The jury could have reasonably found the following facts. On July 15, 1998, the victim, D,6 lived with her boyfriend, her children and another couple in the town of Plymouth. After D's boyfriend and the other couple left to go shopping, D remained at home to watch her children. Also present in D's residence were children of the defendant.7 The defendant, who lived across the street from D, observed the children playing in a canoe that was in the backyard. He became upset, began to yell at the children and ordered them to stop playing in the canoe. The defendant went over and then entered D's home, and started to berate her for allowing the children to play on the canoe.

D went upstairs to watch television, and the defendant, uninvited, subsequently followed her into the living room. D was sitting in a rocking chair, and the defendant stood behind her. He then proceeded to reach under her shirt and grope her breasts. D repeatedly asked him to stop and to leave her alone. She also informed the defendant that she would tell her boyfriend what he had done.

The defendant then proceeded to unbutton D's jeans and inserted his finger into her vagina. D told him to stop. She attempted to push him off, but was unable to do so due to the defendant's size and superior strength. The defendant took a folding knife out of a sheath that he carried on his belt and opened it, exposing the blade.

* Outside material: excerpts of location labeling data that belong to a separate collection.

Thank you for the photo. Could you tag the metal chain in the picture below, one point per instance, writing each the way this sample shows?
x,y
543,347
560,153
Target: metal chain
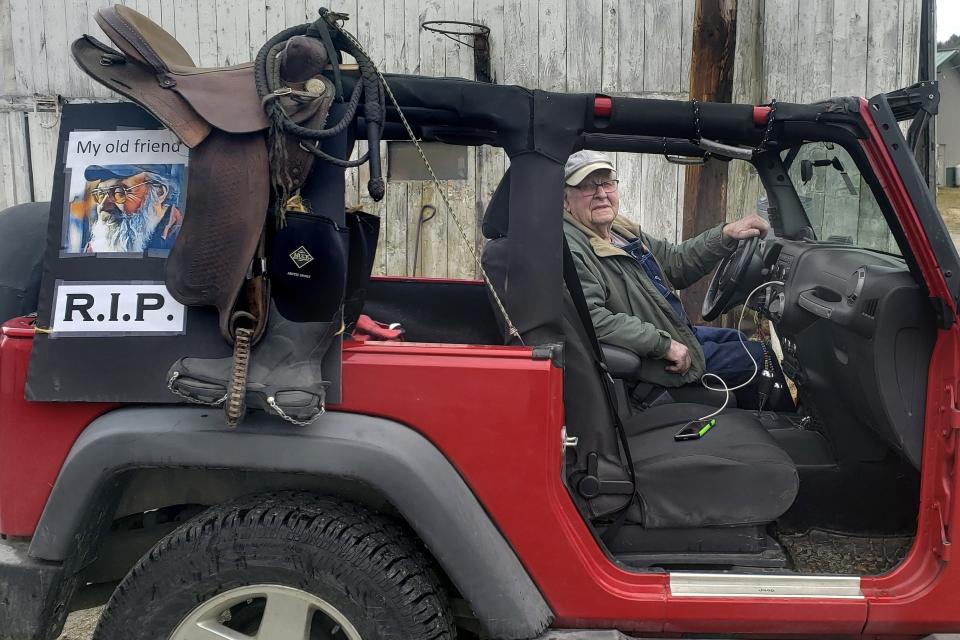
x,y
237,389
696,119
300,423
511,328
769,128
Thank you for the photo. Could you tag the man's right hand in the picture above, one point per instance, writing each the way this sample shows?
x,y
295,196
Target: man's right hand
x,y
679,358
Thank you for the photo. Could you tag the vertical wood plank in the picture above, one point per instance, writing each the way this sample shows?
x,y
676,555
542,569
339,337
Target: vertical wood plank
x,y
149,8
780,49
520,27
659,202
630,173
433,237
910,42
462,194
55,45
29,58
168,17
401,53
276,17
8,78
884,34
632,45
207,31
295,12
662,56
490,160
187,27
815,38
78,82
584,52
14,169
686,45
743,185
97,90
256,27
610,48
43,154
849,71
552,43
462,238
233,33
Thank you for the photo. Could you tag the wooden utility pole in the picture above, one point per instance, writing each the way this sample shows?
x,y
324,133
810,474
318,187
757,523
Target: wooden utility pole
x,y
711,80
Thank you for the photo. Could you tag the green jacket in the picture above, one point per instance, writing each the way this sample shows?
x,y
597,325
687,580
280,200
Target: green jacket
x,y
626,308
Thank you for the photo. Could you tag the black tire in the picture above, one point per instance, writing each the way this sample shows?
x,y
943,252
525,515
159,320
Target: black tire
x,y
360,562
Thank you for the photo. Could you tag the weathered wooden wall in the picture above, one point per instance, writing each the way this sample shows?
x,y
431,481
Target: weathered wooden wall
x,y
786,49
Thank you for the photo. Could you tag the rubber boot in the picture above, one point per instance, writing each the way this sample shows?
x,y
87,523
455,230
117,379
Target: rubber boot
x,y
283,373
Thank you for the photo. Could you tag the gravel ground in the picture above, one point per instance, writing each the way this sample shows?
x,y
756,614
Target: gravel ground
x,y
80,624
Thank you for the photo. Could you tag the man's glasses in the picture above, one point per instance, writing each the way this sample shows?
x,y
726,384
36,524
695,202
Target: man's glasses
x,y
116,191
590,188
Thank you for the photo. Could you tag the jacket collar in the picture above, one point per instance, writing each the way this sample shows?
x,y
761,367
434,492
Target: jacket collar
x,y
602,248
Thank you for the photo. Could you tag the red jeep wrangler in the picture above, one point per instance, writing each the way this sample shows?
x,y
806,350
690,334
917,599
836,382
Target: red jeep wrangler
x,y
467,487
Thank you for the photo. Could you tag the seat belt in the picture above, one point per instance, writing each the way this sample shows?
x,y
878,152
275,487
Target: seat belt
x,y
572,281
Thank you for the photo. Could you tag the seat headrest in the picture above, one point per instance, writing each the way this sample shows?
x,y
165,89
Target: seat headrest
x,y
496,219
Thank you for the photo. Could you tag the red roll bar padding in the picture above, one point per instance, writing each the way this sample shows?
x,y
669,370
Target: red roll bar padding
x,y
760,116
602,106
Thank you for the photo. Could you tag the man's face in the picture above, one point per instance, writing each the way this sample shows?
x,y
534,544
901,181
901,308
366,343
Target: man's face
x,y
122,195
593,208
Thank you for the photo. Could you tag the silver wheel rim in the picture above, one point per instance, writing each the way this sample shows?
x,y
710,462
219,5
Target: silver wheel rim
x,y
288,615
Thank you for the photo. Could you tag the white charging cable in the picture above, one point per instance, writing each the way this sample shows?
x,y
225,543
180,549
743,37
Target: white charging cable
x,y
756,367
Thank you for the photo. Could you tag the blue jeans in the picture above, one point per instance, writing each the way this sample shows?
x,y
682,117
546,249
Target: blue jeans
x,y
725,355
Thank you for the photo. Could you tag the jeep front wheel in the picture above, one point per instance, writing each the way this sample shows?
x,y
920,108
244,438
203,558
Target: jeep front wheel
x,y
287,566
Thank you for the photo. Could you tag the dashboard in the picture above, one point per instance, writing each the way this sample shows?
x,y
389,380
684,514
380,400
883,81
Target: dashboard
x,y
857,333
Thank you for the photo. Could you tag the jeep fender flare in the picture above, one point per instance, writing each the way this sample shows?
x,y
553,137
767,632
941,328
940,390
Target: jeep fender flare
x,y
407,469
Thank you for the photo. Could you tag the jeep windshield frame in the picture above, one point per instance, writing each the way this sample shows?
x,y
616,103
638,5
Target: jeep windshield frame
x,y
538,130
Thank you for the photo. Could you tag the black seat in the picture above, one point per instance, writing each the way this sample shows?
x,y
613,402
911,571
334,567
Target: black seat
x,y
735,476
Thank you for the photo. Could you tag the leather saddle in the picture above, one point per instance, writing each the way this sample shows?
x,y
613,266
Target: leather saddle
x,y
218,113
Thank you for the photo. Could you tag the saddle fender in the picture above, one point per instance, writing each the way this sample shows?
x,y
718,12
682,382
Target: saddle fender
x,y
401,464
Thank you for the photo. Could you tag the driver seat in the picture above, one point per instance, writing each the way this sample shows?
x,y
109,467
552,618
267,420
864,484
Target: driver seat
x,y
736,477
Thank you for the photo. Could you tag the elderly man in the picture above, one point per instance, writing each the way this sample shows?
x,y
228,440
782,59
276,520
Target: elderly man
x,y
135,208
628,279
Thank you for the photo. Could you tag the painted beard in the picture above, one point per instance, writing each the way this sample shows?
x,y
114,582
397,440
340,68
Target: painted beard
x,y
115,231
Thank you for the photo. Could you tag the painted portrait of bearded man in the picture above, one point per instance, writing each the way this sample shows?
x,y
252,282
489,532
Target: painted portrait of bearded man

The defendant told her that he would kill her if she told anyone what had occurred.8 He then placed the knife blade on D's chest, causing her pain, but did not use enough force to break the skin.

The defendant and D heard a motor vehicle arrive at the house. It was D's boyfriend and the other couple who lived with D returning from grocery shopping. The defendant folded the knife blade, placed it back in the sheath and left the victim's home.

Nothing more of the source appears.